# Night of the Demons released tomorrow!



## Sinister (Apr 18, 2004)

August 24, 2004 finally we see the release of the long awaited, UNCUT WIDESCREEN VERSION of the 80's Horror classic, *Night of the Demons.* Not sure about all the extras, it'll probably be the usual interviews and such. Just found this out on Amazon via _Creature Corner._ Also to be released on this day will be *The Night Stalker/ The Night Strangler* plus the Rod Serling classic *Night Gallery* (Oh Portafoy!  ) The Complete First Season. Now, if they would also release the second part to *Night of the Demons, * and the quadrilogy of *Subspecies, * this would be one happy fellow reporting this good news. But, I'll take what I can get until that day comes.


----------



## dougspaulding (May 22, 2004)

Classic? "Night of the Demons" was dumb! But "Kolchak"? That's another story. "Night Stalker" was one of my favourite horror series growing up, as was the brilliant but short lived (isn't that the way it always is?) "American Gothic", perhaps the finest horror series. Hope it'll see DVD soon. 

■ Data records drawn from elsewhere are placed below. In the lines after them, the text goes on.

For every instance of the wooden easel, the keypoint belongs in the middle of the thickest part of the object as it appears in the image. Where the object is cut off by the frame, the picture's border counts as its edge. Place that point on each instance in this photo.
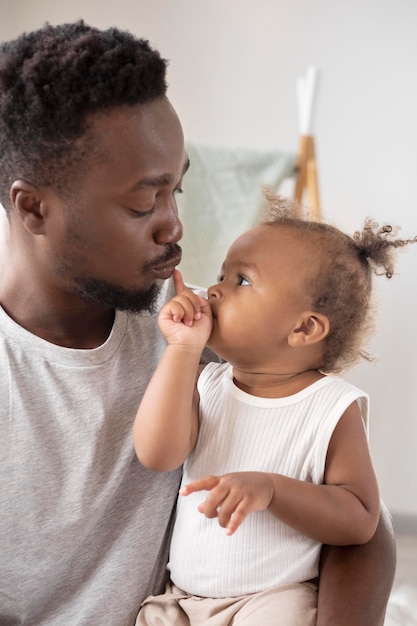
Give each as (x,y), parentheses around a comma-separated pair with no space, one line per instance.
(307,180)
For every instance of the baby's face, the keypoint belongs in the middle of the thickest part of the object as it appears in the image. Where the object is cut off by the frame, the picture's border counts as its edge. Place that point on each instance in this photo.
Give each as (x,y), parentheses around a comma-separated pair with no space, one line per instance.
(260,295)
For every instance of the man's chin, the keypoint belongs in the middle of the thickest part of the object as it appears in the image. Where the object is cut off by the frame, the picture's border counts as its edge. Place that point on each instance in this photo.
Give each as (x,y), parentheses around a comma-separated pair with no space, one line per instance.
(110,296)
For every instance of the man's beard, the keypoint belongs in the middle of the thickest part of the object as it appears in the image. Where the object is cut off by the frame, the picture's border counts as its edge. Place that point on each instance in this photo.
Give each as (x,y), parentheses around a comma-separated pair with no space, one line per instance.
(110,296)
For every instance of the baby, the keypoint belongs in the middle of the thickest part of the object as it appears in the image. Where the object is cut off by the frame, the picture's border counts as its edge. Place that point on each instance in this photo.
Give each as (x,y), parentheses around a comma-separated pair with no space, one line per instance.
(271,436)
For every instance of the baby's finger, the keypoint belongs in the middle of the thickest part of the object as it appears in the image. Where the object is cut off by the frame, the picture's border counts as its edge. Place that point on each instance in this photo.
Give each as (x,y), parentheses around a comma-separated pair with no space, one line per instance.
(203,484)
(178,282)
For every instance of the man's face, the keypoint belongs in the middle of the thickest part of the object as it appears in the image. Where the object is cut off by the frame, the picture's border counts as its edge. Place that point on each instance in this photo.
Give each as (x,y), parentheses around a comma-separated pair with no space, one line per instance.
(118,236)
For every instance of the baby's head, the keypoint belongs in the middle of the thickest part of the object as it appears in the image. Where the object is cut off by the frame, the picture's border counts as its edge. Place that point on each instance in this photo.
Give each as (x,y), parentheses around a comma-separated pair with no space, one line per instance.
(326,274)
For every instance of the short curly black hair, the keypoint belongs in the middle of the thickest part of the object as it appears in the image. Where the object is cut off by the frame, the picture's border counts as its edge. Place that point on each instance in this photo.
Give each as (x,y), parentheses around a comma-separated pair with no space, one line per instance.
(51,80)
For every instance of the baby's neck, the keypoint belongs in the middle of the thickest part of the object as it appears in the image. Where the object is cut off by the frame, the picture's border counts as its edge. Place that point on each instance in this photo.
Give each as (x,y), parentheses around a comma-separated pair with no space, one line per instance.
(271,385)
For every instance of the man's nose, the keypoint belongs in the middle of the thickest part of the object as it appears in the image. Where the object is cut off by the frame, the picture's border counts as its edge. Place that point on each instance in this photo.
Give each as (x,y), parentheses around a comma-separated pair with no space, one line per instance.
(169,227)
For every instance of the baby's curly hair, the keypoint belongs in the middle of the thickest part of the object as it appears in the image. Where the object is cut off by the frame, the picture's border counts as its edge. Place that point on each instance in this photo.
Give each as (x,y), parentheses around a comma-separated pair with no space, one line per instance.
(340,276)
(51,80)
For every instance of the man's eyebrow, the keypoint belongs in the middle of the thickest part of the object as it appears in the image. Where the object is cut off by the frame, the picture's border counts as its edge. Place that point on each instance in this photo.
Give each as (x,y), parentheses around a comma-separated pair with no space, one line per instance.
(162,180)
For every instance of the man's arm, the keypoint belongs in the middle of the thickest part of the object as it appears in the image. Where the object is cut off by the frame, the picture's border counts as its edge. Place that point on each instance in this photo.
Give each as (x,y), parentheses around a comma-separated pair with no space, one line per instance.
(356,581)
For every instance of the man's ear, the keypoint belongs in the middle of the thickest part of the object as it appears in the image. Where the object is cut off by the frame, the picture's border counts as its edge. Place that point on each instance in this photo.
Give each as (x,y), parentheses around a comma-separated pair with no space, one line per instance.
(310,328)
(27,199)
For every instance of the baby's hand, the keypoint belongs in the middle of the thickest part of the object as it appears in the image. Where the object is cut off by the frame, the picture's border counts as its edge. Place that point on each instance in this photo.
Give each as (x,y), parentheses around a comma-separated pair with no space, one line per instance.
(187,318)
(233,496)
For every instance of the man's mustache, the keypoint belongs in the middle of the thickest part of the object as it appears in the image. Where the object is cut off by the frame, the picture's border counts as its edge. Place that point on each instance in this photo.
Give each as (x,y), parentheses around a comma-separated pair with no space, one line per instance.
(173,251)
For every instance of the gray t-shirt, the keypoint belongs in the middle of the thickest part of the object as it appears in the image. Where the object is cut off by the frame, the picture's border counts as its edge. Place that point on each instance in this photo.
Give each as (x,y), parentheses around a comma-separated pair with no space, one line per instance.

Word of mouth has it that Universal is giving Mr Serling's "Night Gallery" a rather shoddy treatment for DVD release - no extras, not even cleaned up. Disappointing, Portafoy. Disappointing indeed.


----------



## Sinister (Apr 18, 2004)

The above derogatory statement about *Night of the Demons* made by someone who adores insomnia cures like *The Haunting* and *The Changeling.*

Yeah, I wasn't too awfully surprised that "Gallery" wasn't re-masterd or cleaned up. For some reason, studio execs think that fans of any classic show or movie series, should be thankful we're getting anything at all. I never have been able to understand this somewhat cavalier attitude toward the money paying public who pays these assholes salaries. As with the *Friday the 13th* box set, it's a big letdown for fans who have waited so long, for so much, but finally get so little. ****ing jerks.


----------



## Zombie-F (Apr 12, 2004)

Sinister said:


> As with the *Friday the 13th* box set, it's a big letdown for fans who have waited so long, for so much, but finally get so little. ****ing jerks.


And that is why I'll stick with my bare-bones discs. It's not worth it for me to drop that kind of money when I already have the movies and the "extras" don't pique my interest in the slightest.

As for Night Gallery, I never "got" that show. It was like Twilight Zone, only with less-than-stellar writing, and it's just way too "late 60's" for my tastes. To me Serling's best work was already behind him, and this was his way of droning on beyond his useful years. Just my opinion though.


----------



## 967-Evil (Aug 22, 2004)

Forshame... I've never seen Night of the Demons. I went to rent it at Blockbuster a while back, but for some reason it was as much as a new release to rent? I'll probably pick it up if I see it. As far as Special Features go, i'm a total sucker. I picked up the New Predator SE, even though I already own the bare-bones edition.


----------